Lasciare la propria terra e salutare le persone che amiamo dal finestrino di un treno non è mai una scelta facile: in Italia sono circa mezzo milione gli studenti che scelgono di frequentare l’università in un Comune diverso da quello di residenza, spesso distante anche 1000 km da casa, portando con sé quanto di più prezioso hanno, le proprie radici. Stiamo parlando di quei luoghi del cuore dove si nasce, si cresce e se c’è l’opportunità si rimane anche per lavorare, ma soprattutto ci si può avvalere del più grande potere che è stato conferito a ogni cittadino libero, il voto.
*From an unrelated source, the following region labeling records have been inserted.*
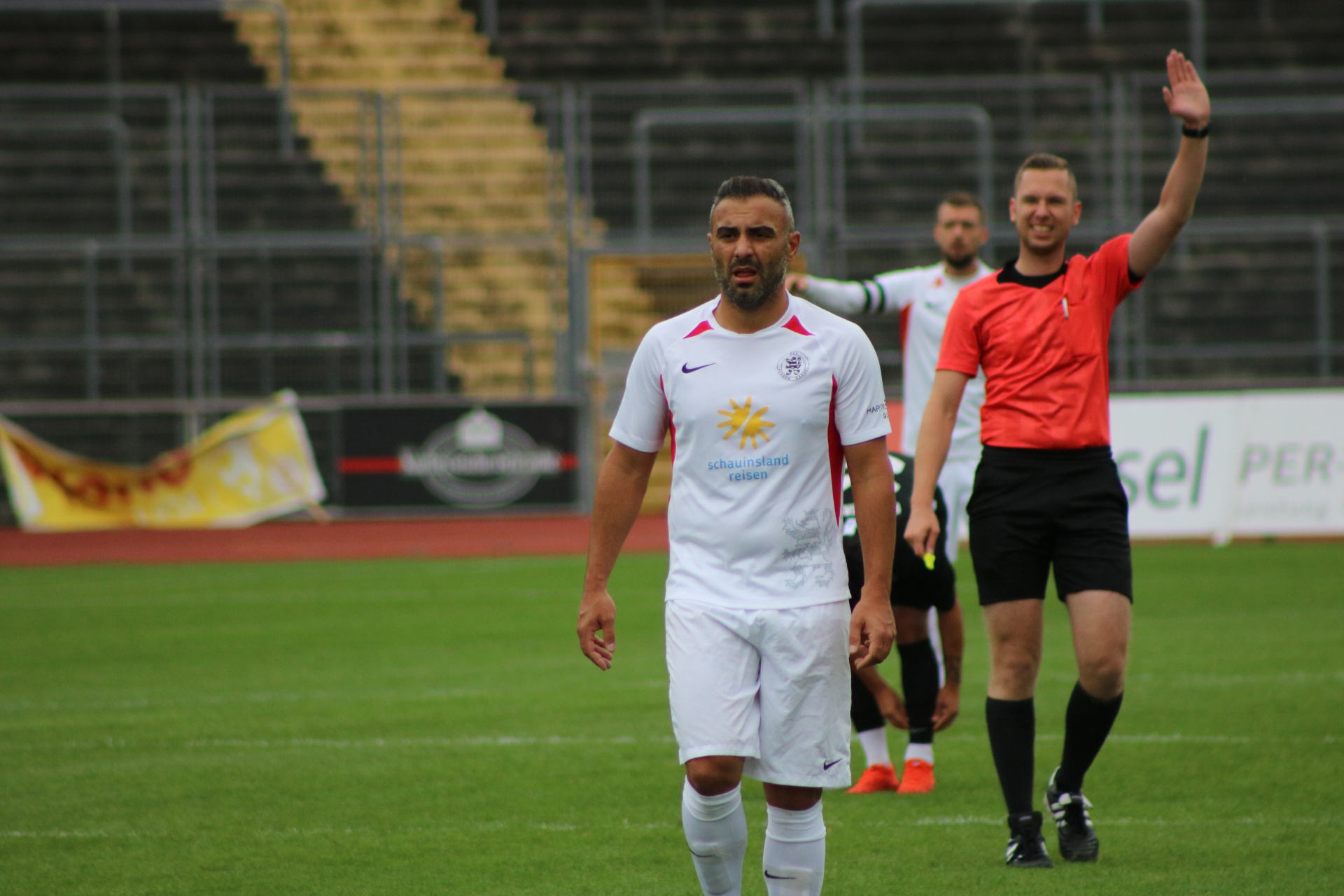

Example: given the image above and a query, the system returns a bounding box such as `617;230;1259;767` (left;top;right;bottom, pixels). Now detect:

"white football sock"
681;780;748;896
859;725;891;769
761;799;827;896
906;744;932;766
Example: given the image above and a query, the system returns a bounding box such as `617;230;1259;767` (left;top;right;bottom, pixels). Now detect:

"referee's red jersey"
938;234;1138;449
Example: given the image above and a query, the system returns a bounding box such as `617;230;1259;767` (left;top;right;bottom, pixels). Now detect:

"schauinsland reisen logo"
719;395;774;450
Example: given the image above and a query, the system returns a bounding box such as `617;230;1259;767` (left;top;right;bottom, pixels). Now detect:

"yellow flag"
0;390;327;532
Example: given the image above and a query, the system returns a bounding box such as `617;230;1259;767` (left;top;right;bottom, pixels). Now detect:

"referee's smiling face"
1008;168;1084;255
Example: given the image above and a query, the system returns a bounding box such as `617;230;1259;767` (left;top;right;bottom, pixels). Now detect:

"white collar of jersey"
704;291;798;339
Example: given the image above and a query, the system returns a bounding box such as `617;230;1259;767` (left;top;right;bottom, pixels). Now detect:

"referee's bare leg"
983;591;1130;807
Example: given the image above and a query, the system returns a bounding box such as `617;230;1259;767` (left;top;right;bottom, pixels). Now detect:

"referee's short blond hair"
1012;152;1078;200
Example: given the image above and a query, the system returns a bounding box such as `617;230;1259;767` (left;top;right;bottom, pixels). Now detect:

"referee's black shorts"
966;444;1134;605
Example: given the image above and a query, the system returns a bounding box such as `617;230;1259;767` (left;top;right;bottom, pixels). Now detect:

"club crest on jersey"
719;395;774;450
774;351;812;383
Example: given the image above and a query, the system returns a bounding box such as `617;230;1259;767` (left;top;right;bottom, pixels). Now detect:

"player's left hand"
578;589;615;672
1163;50;1211;130
849;589;897;669
932;685;961;731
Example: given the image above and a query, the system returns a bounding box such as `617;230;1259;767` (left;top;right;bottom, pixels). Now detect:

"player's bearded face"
714;241;789;312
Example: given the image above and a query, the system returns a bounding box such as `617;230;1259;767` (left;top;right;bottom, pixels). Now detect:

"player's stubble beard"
714;247;789;312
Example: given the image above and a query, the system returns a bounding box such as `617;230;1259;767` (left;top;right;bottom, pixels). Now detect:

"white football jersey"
806;258;995;458
612;295;891;610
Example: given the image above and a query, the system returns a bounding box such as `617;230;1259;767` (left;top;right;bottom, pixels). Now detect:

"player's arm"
578;442;659;671
855;666;910;731
844;437;897;671
783;269;919;316
906;371;970;556
932;603;966;731
1129;50;1210;276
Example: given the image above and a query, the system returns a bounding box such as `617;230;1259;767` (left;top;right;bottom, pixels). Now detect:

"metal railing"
633;102;993;253
846;0;1204;102
0;85;548;400
0;114;133;248
0;0;294;158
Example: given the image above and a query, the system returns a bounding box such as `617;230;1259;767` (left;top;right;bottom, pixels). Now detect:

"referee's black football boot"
1005;811;1055;868
1046;769;1100;862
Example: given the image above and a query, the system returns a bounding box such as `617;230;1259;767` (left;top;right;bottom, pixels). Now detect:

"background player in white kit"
578;177;895;896
786;191;995;792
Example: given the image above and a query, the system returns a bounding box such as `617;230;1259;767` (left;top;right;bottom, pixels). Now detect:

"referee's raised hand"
1163;50;1210;130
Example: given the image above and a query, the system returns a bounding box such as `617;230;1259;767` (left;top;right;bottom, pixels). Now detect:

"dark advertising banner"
340;403;580;510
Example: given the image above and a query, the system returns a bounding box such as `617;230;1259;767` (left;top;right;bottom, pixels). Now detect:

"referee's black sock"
1055;682;1125;794
897;638;938;744
985;697;1036;816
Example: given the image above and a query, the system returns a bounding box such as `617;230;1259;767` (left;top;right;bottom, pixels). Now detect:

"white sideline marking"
0;732;1341;752
0;671;1344;712
0;688;492;712
1050;671;1344;687
0;816;1344;839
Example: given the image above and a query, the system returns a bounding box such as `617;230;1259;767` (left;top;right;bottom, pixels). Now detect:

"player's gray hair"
710;174;793;234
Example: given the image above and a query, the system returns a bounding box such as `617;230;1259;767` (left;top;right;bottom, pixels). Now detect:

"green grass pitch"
0;542;1344;896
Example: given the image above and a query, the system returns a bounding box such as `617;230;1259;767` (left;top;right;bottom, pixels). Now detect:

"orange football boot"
897;759;932;794
846;764;900;794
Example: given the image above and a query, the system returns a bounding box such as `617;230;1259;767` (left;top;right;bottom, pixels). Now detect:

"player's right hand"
578;589;615;672
906;506;939;557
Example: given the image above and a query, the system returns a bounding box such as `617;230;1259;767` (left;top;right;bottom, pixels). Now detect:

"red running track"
0;516;668;567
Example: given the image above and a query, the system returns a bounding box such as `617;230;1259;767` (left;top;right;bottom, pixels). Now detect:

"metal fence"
0;85;551;411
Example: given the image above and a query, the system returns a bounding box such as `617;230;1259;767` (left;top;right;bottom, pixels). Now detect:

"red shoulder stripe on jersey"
827;376;844;525
659;376;677;466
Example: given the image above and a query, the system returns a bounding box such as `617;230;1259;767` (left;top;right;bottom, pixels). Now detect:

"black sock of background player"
1055;684;1125;794
985;697;1036;816
897;638;938;744
849;672;887;731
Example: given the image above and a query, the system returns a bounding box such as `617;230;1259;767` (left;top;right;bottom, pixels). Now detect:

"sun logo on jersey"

E qui si pone il problema più grande: da anni gli studenti lontani da casa chiedono a gran voce una riforma per esercitare questo diritto nelle città in cui alloggiano per motivi di studio, evitando viaggi per loro costosi in termini economici e di tempo sottratto agli impegni universitari.
Una battaglia portata avanti anche da tante pagine sui social e recentemente da alcuni artisti sul palco del Festival di Sanremo, da Emma a Big Mama, Diodato e tanti altri. Finalmente però si intravede uno spiraglio di luce: qualche giorno fa in Commissione Affari Costituzionali è stato approvato all’unanimità un emendamento di FdI all’interno del decreto elezioni, consentendo per la prima volta in Italia ai fuorisede di votare alle europee il prossimo 8 e 9 giugno. Per adesso però siamo ancora in una fase di sperimentazione: infatti, si parla solo di "elettori fuori sede che per motivi di studio sono temporaneamente domiciliati, per un periodo di almeno tre mesi nel quale ricade la data" delle elezioni europee 2024 "in un Comune italiano situato in una regione diversa da quella in cui si trova il Comune nelle cui liste elettorali sono iscritti". Rimangono dunque fuori dalla conta coloro che vivono in altri Comuni per ragioni di lavoro o salute, anche se prontamente il Pd ha già annunciato che presenterà un emendamento per estendere anche a loro tale opportunità. Questo primo passo sembra quasi un déjà-vu del giugno 1946, quando anche le donne conquistarono il diritto di esprimere il proprio voto; certo, in termini più moderni e forse molto meno rivoluzionari, perché qui parliamo di una rivendicazione di qualcosa che già apparteneva ai diretti interessati e che nessuno può togliere loro, essere cittadini e parteggiare.

Michela D’Erasmo
studentessa del DAMS dell’Università degli Studi di Bari “Aldo Moro”.